Lucía llegó, a tiempo de ver el gesto, con su equipo de chaquetas azules, de los servicios sociales del ayuntamiento. Sin mediar palabra, hojeó también los libros. Sonrió, torciendo un poco la boca. Luego, con dos dedos, tomó la camisa por el cuello y la estiró, como comprobando la talla.

—Señor ¿tiene Ud. profesión? —me preguntó a modo de introducción.

—Arquitecto, soy arquitecto —le dije, dudando si acertaría con la respuesta.

—Tenés suerte, como trabajador social le falta mucho que aprender. Carlos no tiene gafas para leer la pequeña letra de ese libro. Y cuando le traigás los gemelos se pondrá la camisa para el baile de Palacio —ironizó, como solo ella sabe hacer.

    Aquel día me enteré de que tu nombre era Carlos, como el mío, y de que la irónica Lucía era uruguaya, como Benedetti.

    Llegó marzo. Pipo y yo escapábamos del confinamiento y bajábamos a cuidarte un poco. Eso creía yo. Lucía apareció un día, como disfrazada de astronauta. Empezó con su sarcasmo:

    —Señor arquitecto, le denunciaré por intrusismo profesional.

    —Es curioso, Lucía, a tu espalda tienes el escudo más antiguo de Madrid. Perteneció a la Casa del Pastor.
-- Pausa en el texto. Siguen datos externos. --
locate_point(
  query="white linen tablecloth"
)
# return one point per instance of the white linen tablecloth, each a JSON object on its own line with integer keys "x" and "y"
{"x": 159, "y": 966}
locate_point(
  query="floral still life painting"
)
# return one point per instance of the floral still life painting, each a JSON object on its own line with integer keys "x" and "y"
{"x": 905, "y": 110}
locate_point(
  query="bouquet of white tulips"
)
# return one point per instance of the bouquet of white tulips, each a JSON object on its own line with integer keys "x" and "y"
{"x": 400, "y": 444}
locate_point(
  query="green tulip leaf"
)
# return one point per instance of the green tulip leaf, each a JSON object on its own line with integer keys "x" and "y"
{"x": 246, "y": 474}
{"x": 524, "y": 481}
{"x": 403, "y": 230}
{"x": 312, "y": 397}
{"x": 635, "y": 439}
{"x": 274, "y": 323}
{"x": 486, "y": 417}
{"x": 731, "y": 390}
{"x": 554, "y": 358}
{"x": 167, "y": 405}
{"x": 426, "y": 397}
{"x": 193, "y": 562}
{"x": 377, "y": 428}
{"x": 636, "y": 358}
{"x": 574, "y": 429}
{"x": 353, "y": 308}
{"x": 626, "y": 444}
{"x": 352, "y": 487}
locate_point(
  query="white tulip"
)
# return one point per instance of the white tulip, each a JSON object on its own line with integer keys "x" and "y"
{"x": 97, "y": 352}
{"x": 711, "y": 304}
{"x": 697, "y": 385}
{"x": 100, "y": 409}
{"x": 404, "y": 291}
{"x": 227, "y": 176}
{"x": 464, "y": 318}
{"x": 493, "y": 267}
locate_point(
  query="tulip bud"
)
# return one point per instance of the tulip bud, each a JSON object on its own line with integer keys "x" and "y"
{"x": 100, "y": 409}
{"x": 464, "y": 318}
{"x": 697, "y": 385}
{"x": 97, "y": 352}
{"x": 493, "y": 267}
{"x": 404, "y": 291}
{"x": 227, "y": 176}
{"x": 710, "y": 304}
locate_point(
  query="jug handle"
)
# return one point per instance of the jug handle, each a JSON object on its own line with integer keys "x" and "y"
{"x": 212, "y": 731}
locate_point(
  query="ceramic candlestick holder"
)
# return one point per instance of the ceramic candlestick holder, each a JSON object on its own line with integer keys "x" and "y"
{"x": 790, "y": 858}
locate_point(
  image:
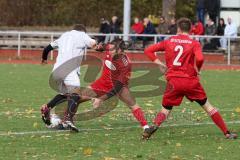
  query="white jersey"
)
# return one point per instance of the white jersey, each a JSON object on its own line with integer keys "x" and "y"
{"x": 71, "y": 44}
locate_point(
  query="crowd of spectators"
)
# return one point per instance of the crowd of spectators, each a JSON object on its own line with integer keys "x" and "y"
{"x": 210, "y": 25}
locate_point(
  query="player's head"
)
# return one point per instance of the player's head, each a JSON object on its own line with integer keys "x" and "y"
{"x": 79, "y": 27}
{"x": 184, "y": 25}
{"x": 117, "y": 46}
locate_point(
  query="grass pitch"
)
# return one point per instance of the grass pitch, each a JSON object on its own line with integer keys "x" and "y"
{"x": 188, "y": 133}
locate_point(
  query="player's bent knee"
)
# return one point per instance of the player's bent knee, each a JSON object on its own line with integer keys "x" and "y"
{"x": 201, "y": 102}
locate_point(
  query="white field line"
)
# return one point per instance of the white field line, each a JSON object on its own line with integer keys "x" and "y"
{"x": 101, "y": 129}
{"x": 38, "y": 112}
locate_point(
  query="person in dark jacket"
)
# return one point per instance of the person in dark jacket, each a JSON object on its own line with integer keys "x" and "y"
{"x": 221, "y": 27}
{"x": 104, "y": 28}
{"x": 220, "y": 32}
{"x": 201, "y": 10}
{"x": 148, "y": 29}
{"x": 115, "y": 27}
{"x": 212, "y": 8}
{"x": 172, "y": 28}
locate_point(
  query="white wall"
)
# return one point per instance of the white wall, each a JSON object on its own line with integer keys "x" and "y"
{"x": 230, "y": 3}
{"x": 235, "y": 15}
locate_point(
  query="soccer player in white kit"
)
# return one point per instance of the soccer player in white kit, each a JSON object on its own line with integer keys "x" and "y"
{"x": 71, "y": 48}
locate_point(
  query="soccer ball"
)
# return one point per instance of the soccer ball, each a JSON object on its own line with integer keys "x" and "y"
{"x": 55, "y": 121}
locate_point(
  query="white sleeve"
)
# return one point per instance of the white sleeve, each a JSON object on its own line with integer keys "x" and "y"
{"x": 89, "y": 41}
{"x": 54, "y": 44}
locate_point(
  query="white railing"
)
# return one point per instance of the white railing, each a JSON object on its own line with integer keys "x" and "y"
{"x": 51, "y": 35}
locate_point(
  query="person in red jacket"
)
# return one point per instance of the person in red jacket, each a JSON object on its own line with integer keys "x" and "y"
{"x": 138, "y": 26}
{"x": 184, "y": 60}
{"x": 197, "y": 28}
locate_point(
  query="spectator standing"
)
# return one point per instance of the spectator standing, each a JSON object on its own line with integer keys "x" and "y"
{"x": 162, "y": 28}
{"x": 213, "y": 8}
{"x": 200, "y": 10}
{"x": 220, "y": 31}
{"x": 197, "y": 28}
{"x": 104, "y": 28}
{"x": 230, "y": 30}
{"x": 115, "y": 27}
{"x": 172, "y": 28}
{"x": 138, "y": 26}
{"x": 210, "y": 30}
{"x": 148, "y": 29}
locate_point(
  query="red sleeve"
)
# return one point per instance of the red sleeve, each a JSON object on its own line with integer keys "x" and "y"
{"x": 199, "y": 55}
{"x": 150, "y": 51}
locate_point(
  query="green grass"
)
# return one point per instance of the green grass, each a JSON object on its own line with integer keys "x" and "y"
{"x": 24, "y": 88}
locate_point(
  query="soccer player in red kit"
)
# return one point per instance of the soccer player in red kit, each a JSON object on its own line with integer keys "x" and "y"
{"x": 113, "y": 81}
{"x": 184, "y": 60}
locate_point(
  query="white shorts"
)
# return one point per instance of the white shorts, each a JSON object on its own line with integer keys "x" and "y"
{"x": 72, "y": 79}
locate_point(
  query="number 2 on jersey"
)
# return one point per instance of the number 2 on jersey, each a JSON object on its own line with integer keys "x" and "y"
{"x": 178, "y": 49}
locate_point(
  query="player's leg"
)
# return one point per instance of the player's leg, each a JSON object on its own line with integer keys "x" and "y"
{"x": 197, "y": 93}
{"x": 160, "y": 118}
{"x": 45, "y": 109}
{"x": 172, "y": 97}
{"x": 130, "y": 101}
{"x": 216, "y": 118}
{"x": 76, "y": 99}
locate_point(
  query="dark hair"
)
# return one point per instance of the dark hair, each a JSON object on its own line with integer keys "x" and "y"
{"x": 79, "y": 27}
{"x": 184, "y": 24}
{"x": 119, "y": 44}
{"x": 221, "y": 19}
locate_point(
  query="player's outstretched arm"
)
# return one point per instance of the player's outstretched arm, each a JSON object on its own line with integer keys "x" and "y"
{"x": 199, "y": 56}
{"x": 45, "y": 53}
{"x": 150, "y": 52}
{"x": 116, "y": 89}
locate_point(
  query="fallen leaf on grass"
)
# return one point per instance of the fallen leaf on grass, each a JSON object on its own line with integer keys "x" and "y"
{"x": 109, "y": 158}
{"x": 175, "y": 158}
{"x": 178, "y": 144}
{"x": 87, "y": 151}
{"x": 237, "y": 110}
{"x": 35, "y": 125}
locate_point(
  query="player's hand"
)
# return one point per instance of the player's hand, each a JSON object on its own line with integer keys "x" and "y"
{"x": 96, "y": 102}
{"x": 43, "y": 62}
{"x": 163, "y": 69}
{"x": 99, "y": 47}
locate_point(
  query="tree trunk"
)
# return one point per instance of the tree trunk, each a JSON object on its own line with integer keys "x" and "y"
{"x": 168, "y": 9}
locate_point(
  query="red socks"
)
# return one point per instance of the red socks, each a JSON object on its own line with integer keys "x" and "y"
{"x": 139, "y": 115}
{"x": 160, "y": 118}
{"x": 217, "y": 119}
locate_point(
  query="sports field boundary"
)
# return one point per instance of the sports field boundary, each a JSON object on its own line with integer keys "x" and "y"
{"x": 102, "y": 129}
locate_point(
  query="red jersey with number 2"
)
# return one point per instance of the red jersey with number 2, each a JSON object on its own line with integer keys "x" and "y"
{"x": 180, "y": 54}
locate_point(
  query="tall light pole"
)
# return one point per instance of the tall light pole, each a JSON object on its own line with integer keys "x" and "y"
{"x": 126, "y": 18}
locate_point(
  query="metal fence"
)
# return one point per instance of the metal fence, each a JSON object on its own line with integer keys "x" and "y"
{"x": 41, "y": 39}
En ella vivía un hombre piadoso que cuidaba de los enfermos, hasta que murió contagiado de cólera. La primera persona que entrara en la ciudad al día siguiente de su muerte heredaría la casa. Y fue un pastor.

    —¿Pretendés impresionarme con tus historias medievales? Soy más mitómana de películas. Pero si te inquieta quién cuida al cuidador, somos profesionales, tenemos coraza.

    El día que te dieron la paliza, me asustaron las sirenas. Corrí con Pipo hasta la calle donde entró la ambulancia, con un mal presentimiento. La furgoneta azul del Samur Social también estaba allí. Lucía hablaba con los policías municipales y los sanitarios de urgencias.

    —Hola —me sonrió con tristeza—, unos pibes agredieron a Carlos.

    —¿Cómo está? ¿Puedo hacer algo?

    —Necesitan hacerle una placa, en el hospital. Es curioso, Carlos ¿vos viste Chevrolet, la peli? Era en esta misma calle.

    —Me suena —mentí.

    —Tenés que descender de vuestro ático, empaparte de calle, de barrio.

    Estuviste más de un mes en el hospital. Pipo y yo no parábamos de dar vueltas, por saber de ti, por saber de ella. Te cortaron el pelo y te dieron bien de comer. Pero volviste tocado.

    Lucía me contó que en tu expediente figuraba Ingeniero de Caminos, Canales y Puertos, tal vez por eso tu querencia a refugiarte bajo un puente.

    —Carlos, no somos tan distintos a tu tocayo. Basta que nos fallen un par de apoyos en la vida y… —fue el día que escuché más seria a Lucía—. ¿Pillaste la metáfora del Viaducto? Fijate en quién transita por arriba. Ya conocés a los que duermen abajo.

    Ayer, mientras Pipo correteaba por las cuestas que bordean la escalera grande, la furgoneta azul aparcó en la calle de arriba. Lucía salió. Miró al cielo y se abrochó el anorak azul hasta casi tapar la mascarilla. Bajó cada escalón resbaladizo, sin mirarme. Cambió su agilidad habitual por un torpe descender ralentizado. Sus brazos colgaban inertes apenas asomando las manos por las mangas. En una de ellas se adivinaba un libro.

    —Lo leí en el liceo, bo. Está rebueno —me dijo, dilatando la noticia que me traía con el libro—. Escuchá, se acabó, Carlos. Lo encontramos sobre un banco de Madrid Río, con tu libro sobre la cara. Llevaba muerto más de veinticuatro horas. Nadie lo vio, nadie avisó.

    —Lucía ¿cómo soportáis esto? —pregunté, sin esperar una respuesta.

    —Recordás, somos profesionales, tenemos coraza.

    Aquí estoy yo, sin nadie más en esta sala del tanatorio, como un loco contándote en voz alta, como Lola Herrera con su Mario. Espero que te gustara el último libro que te dejé. Es una bonita historia de amistad entre personas que nunca se vieron, separados durante décadas por un océano. ¿Pillaste la indirecta?

    —Seguro que sí. Los Carlos sois pibes relistos.

    —Lucía ¿qué haces aquí? No me dijiste donde iba a ser el velatorio.

    —Tal vez era una prueba, de inteligencia.

    ¿Qué tienes en los ojos, nena? ¿Dónde dejaste la coraza?

    —Sabés, ya se lo dijeron a Jack Lemmon, nadie es perfecto.